My Jokes

Top 10 Cos:

1. Disco 2. Flamenco 3. Fresco 4. Fiasco 5. Monaco 6. Tobacco 7. Bronco 8. Morocco 9. UNESCO 10. Taco

Pexico? Not top 1000 in my honest book.

I asked my wife if I could use toys during sex last night. You should've seen her face when I rolled my Hot Wheels across her tits.

Why did my dad leave me and my mum?

I told him it wasn't big enough and then ran off saying, "Daddy, yeeeees!"

1.) What’s yellow and can’t swim?

- A bus full of children.

2.) Did you hear about the Pillsbury Dough Boy?

- He died of a yeast infection.

3.) I will never forget my grandad’s last words...

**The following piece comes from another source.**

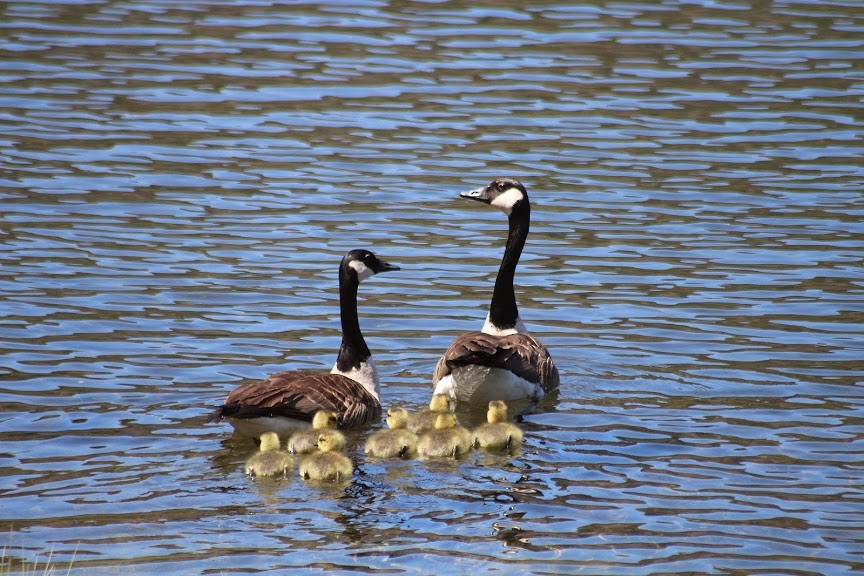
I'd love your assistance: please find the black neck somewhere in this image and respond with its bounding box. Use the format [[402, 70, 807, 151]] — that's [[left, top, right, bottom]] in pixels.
[[336, 266, 372, 372], [489, 198, 531, 330]]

- “You’re still holding the ladder, right?”

4.) I have a fish that can breakdance...

- Only for 20 seconds though, and only once.

5.) Give a man a match and he will be warm for a few hours...

- Light a man on fire and he will be warm for the rest of his life.

To all of you making jokes about orphans, it’s all fun and games until both of your parents leave you.

LMFAO (my parents left me and it’s not the funniest thing ever)

You know, people should really stop making fun of 911....both my parents died.

One driving one plane, and the other driving the other.